The first in-person meeting of the new Presbytery of Perth will be in March, when members will begin the process of getting to know each other better. The meeting will have the Rev Dr Doug Gay as its guest speaker, a prominent Scottish theologian and a radical thinker about the future of the Church of Scotland.
The Presbytery of Lothian and Borders
The Presbytery of Lothian and Borders unites the former presbyteries of Duns, Jedburgh, Lothian and Melrose and Peebles.
"This merger gives the four former presbyteries a chance to reshape themselves for challenges facing the Church today," Rev Norman Smith, Presbytery Clerk for Lothian and Borders, said.
"When all the mission plans are approved and implemented, the fundamental task of the local church to call people to faith in Jesus and to foster the faith of those who follow Him will still be there.
"Lothian and Borders Presbytery aims to be a supportive body where congregations can inspire each other and where people can use their gifts to grow God's Kingdom.
"We have so much to teach and learn from each other. A new Presbytery is a chance to refocus on mission and make the institutional Church work for the local."
Lothian and Borders Presbytery's inaugural meeting will be held at St John's and King's Park Church, Dalkeith, on Saturday 21 January.

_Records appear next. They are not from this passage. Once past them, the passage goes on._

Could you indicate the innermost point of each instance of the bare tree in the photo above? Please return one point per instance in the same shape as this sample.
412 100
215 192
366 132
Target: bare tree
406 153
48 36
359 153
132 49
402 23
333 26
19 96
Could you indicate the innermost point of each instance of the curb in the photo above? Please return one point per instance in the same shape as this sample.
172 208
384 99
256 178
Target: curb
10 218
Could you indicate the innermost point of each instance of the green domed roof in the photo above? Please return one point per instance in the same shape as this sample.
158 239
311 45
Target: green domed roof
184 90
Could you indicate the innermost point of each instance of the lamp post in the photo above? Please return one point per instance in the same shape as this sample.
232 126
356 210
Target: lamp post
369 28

The Presbytery of the North East and Northern Isles
The Presbytery of the North East and Northern Isles unites the former presbyteries of Aberdeen and Shetland, Buchan, Gordon, Kincardine and Deeside, Moray and Orkney.

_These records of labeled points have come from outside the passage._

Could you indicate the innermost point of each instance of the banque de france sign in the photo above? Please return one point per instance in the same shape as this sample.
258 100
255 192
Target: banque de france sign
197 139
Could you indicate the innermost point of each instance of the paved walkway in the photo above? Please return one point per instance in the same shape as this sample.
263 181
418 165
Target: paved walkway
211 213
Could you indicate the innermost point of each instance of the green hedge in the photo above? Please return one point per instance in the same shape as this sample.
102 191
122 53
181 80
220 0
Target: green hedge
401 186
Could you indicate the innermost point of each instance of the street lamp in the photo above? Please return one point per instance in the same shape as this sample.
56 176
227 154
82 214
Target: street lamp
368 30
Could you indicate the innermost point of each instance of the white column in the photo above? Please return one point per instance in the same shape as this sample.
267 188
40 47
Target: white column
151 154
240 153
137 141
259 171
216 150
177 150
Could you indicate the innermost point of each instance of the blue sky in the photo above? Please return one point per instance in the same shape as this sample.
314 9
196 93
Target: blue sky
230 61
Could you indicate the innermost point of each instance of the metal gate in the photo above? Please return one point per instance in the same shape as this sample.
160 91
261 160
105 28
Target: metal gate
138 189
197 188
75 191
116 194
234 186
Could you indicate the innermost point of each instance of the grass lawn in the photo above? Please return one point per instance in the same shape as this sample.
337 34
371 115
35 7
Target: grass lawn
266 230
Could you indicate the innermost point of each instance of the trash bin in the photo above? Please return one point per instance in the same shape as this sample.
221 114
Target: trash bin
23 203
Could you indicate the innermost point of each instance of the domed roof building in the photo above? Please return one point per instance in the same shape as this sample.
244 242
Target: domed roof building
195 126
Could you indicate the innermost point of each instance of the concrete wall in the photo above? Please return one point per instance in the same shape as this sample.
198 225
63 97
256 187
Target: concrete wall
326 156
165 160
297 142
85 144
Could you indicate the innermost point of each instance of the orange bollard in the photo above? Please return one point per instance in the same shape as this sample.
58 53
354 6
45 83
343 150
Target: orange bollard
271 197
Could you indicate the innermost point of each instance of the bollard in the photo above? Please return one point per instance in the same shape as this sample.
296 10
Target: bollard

At their inaugural meeting on 10 January, Rev Stella Campbell, the Moderator of the Presbytery of the North East and Northern Isles, said:
"God calls Abraham to leave his settled life and become nomadic. God has plans for him and his family: to bless him and through him to bless all the peoples on earth. Abraham gives up a lot in exchange for a promise. He doesn't know the destination or the details of how God is going to bless other peoples through him. He has to take it all on trust...

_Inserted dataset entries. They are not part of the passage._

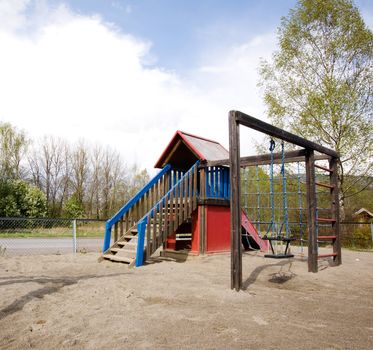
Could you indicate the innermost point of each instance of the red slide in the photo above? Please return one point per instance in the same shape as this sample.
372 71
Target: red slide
251 230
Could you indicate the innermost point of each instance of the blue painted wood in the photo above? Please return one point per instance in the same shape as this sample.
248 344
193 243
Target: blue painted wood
217 183
129 205
141 227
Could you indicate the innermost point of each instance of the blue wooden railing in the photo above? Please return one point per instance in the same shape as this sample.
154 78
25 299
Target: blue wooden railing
217 182
182 199
130 204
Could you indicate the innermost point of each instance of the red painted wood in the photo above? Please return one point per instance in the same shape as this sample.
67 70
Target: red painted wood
218 237
195 231
250 228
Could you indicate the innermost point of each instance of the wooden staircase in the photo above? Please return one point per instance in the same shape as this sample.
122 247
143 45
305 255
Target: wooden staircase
174 200
124 249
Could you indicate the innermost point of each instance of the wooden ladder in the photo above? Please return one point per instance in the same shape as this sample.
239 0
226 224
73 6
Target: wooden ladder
331 222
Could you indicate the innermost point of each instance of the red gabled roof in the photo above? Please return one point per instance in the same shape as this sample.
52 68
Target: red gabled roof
185 147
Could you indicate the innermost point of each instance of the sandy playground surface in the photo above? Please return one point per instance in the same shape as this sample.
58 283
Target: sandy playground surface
67 302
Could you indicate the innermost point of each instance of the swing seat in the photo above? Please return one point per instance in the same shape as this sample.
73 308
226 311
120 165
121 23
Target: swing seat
279 256
284 255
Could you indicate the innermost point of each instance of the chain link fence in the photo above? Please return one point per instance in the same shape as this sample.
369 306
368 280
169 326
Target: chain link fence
25 236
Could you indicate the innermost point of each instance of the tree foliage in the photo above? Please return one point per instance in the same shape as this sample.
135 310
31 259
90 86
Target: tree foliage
319 83
20 199
13 145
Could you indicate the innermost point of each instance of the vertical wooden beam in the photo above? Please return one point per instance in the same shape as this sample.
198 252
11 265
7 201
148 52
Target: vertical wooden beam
202 212
234 164
311 212
333 165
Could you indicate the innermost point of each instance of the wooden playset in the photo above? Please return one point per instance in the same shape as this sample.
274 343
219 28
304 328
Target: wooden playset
194 204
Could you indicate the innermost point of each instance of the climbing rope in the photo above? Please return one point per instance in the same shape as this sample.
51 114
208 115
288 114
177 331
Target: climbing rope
285 219
272 224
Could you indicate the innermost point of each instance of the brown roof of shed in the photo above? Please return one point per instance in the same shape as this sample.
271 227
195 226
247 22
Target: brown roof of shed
185 149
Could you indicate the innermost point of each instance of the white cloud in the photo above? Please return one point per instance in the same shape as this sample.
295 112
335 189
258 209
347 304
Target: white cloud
75 77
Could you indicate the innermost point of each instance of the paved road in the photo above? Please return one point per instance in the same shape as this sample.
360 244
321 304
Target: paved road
25 246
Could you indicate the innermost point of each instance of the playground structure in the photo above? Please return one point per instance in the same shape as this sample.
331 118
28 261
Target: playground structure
195 202
184 208
307 155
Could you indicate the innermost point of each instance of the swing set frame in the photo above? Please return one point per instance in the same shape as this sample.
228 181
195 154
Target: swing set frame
307 155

"In many ways as we step out tonight as a new presbytery we are all leaving behind something that is familiar to us. For some of us, the comfort of a presbytery that we have known really well and that has helped shape us in our ministry and service. For some of us, the roles we have served. And for all of us, a routine and way of doing things that is recognisable.
"There will be those among us who look forward to a new structure and there will be those whose stomachs churn at the thought of starting something new. In this moment we do not fully know what the new presbytery will be like. We thank those who have worked in advance to develop the structure and set out the parameters to enable us to meet, to fill the committees and to determine our first steps.
"But our new presbytery will only start to breathe when we start to engage with it and play our part in shaping its success in the months ahead. Today, we step out in faith."
Presbytery reform progress
The creation of the three new presbyteries was formally agreed by the General Assembly in May 2022, following the 2019 General Assembly's call to reduce the 43 presbyteries in Scotland to around 12.
The first new presbytery, the Presbytery of Aberdeen and Shetland, was formed on 1 June 2020. Following this, Clyde Presbytery, Fife Presbytery, Edinburgh and West Lothian Presbytery, Forth Valley and Clydesdale Presbytery and the Presbytery of the South West were all created.
The upcoming 2023 General Assembly in May will consider uniting the presbyteries of Argyll, Caithness, Sutherland, Ross, Inverness, Abernethy, Lochaber, Locharron-Skye, Uist and Lewis into the Presbytery of Highlands and Hebrides. If approved, the new presbytery will commence in January 2024.